Beyond the Metric Scale of Intelligence. Alfred Binet, Founder of French Scientific Psychology
Lecture by Alexandre Klein (Univerity of Ottawa)
September 28th, 2015
McMaster University , Hamilton (ON)
Health Sciences Library
Room 1B31
The French psychologist Alfred Binet
(1857-1911) is the well-known inventor of the first metric scale of
intelligence (which had led to the creation of the IQ test). Beyond this
fact mentioned in all books pertaining to the history of psychology,
Binet was also a multifaceted scientist and most importantly one of the
main founders of scientific psychology in France. After his training at
La Salpêtrière with Jean Martin Charcot (1825-1893), Binet developed, in
the laboratory that Henry Beaunis (1830-1921) had created at La
Sorbonne, an individual psychology based on the experimental method.

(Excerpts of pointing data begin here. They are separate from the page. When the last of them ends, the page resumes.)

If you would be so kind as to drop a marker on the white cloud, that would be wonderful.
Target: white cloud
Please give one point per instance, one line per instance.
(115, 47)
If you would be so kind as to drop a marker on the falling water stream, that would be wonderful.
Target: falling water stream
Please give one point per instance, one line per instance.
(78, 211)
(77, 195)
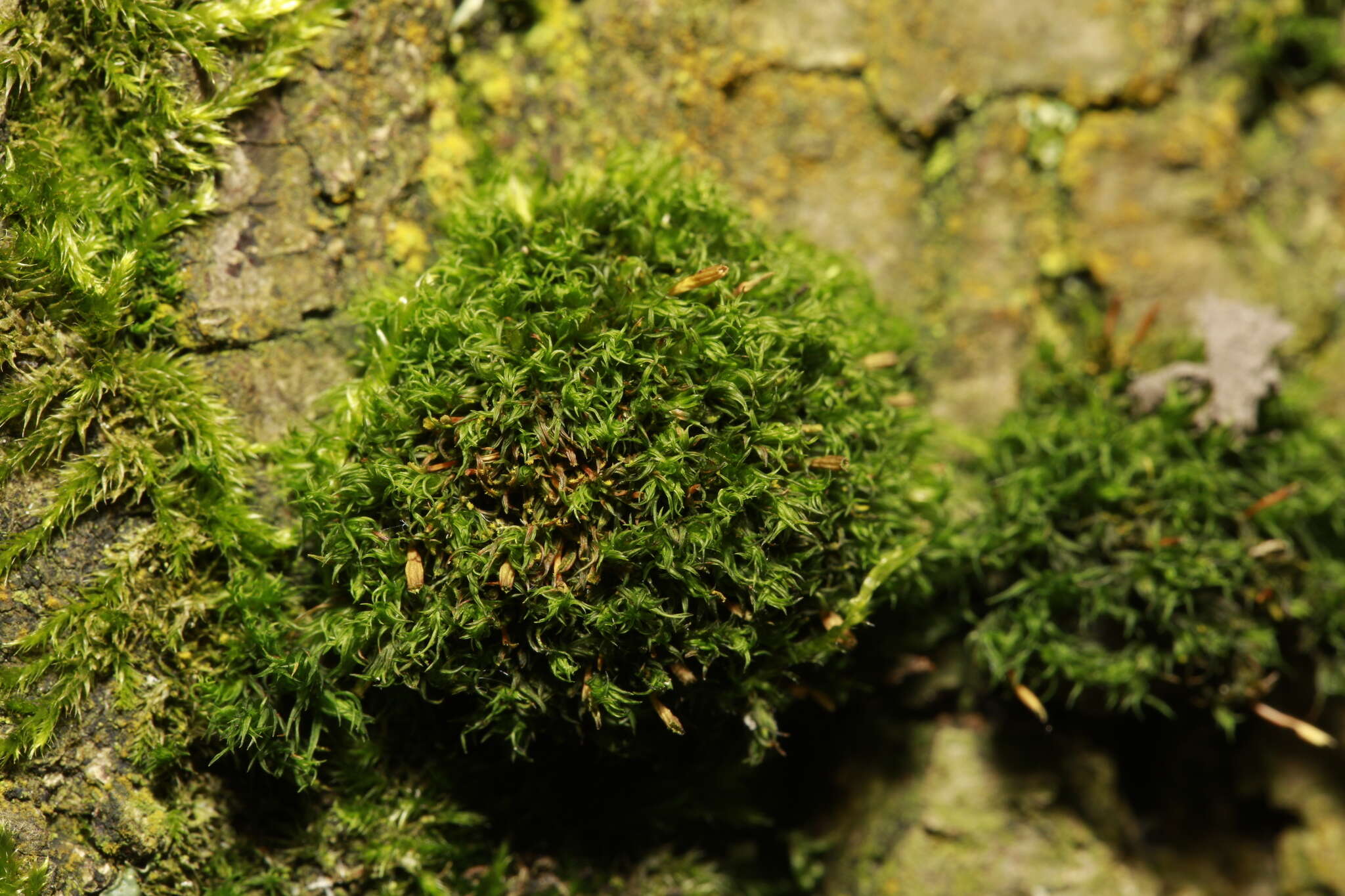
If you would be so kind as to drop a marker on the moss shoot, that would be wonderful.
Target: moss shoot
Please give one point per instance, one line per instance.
(1138, 562)
(580, 482)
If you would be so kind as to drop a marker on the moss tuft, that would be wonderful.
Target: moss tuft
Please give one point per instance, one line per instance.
(572, 486)
(1142, 562)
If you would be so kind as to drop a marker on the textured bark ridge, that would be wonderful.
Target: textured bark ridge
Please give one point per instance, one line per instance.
(322, 195)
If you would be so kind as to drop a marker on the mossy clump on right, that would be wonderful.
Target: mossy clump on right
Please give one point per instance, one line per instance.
(1143, 562)
(581, 484)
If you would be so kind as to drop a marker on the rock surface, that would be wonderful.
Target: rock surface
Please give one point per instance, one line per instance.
(953, 815)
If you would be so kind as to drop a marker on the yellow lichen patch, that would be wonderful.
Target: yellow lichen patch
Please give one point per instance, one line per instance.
(444, 168)
(408, 245)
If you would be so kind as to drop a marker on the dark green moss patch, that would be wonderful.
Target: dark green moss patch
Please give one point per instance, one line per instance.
(565, 494)
(1142, 562)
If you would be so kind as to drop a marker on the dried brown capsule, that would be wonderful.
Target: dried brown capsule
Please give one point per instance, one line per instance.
(699, 278)
(414, 570)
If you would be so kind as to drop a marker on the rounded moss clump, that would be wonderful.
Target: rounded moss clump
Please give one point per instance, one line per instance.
(1138, 559)
(583, 482)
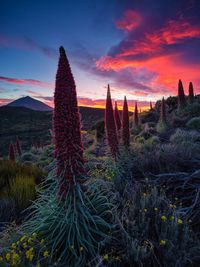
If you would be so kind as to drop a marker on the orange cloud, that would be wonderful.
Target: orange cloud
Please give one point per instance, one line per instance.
(163, 52)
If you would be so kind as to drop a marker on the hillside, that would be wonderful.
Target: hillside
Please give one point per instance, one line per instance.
(33, 127)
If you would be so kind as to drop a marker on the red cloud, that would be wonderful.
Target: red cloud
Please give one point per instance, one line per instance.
(158, 52)
(130, 21)
(26, 81)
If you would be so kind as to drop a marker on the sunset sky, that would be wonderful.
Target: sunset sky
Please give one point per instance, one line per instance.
(140, 47)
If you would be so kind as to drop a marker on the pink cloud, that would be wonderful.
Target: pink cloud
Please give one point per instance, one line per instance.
(26, 81)
(130, 21)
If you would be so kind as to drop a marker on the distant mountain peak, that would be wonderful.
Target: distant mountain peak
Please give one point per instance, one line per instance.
(31, 103)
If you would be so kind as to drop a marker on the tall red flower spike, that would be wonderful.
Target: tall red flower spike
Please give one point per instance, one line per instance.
(136, 119)
(66, 126)
(125, 125)
(181, 95)
(117, 118)
(11, 153)
(163, 117)
(111, 132)
(18, 146)
(191, 93)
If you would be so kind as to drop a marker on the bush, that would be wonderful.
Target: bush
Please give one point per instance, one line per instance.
(182, 136)
(28, 158)
(149, 231)
(194, 123)
(23, 190)
(161, 127)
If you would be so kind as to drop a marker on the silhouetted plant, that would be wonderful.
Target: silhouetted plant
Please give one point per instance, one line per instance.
(191, 93)
(18, 146)
(11, 153)
(181, 95)
(136, 119)
(117, 118)
(111, 131)
(71, 215)
(125, 125)
(163, 117)
(66, 125)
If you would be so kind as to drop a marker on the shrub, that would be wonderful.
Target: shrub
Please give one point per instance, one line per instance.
(194, 123)
(22, 190)
(149, 231)
(182, 136)
(28, 158)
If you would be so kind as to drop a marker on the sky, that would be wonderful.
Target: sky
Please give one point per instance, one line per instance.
(140, 47)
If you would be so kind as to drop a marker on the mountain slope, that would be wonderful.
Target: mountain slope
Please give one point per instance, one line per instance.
(29, 102)
(33, 127)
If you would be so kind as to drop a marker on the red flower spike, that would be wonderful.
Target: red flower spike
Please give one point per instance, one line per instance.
(111, 132)
(125, 125)
(66, 126)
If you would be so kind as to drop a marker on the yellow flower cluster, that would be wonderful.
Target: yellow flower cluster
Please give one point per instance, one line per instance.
(22, 250)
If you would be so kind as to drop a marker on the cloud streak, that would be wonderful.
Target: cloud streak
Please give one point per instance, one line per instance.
(31, 82)
(27, 43)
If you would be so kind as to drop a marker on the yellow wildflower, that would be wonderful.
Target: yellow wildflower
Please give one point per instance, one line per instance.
(24, 245)
(15, 259)
(105, 257)
(8, 256)
(13, 246)
(162, 243)
(22, 238)
(30, 240)
(29, 254)
(42, 242)
(180, 221)
(163, 218)
(46, 254)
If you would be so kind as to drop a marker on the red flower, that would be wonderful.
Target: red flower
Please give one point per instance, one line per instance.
(111, 132)
(18, 146)
(66, 125)
(136, 119)
(191, 93)
(125, 125)
(117, 117)
(181, 95)
(11, 153)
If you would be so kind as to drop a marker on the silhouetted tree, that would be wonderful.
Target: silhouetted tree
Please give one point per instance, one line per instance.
(18, 146)
(125, 125)
(111, 132)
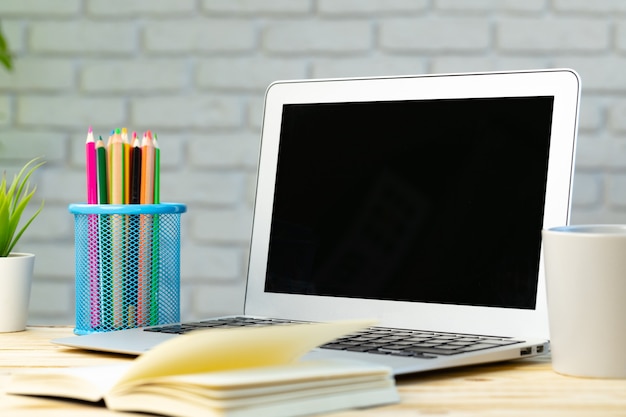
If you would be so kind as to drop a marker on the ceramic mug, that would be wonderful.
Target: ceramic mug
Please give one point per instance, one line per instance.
(585, 269)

Thanks to l’Année psychologique (the first journal specifically
dedicated to psychology in France) that he created in 1894, he
established himself as a major figure of Francophone psychology.
Defending psychology as an autonomous scientific discipline, distinct
from medicine as well as philosophy, he shaped it as the specific human
science we now know it as. This new and more complete portrait of Alfred
Binet as the nexus of the emergence of scientific psychology in France,
which was drawn in the 2014 webdocumentary entitled Alfred Binet. Naissance de la psychologie scientifique (www.alfredbinet-univ.lorraine.fr), will be the object of our presentation.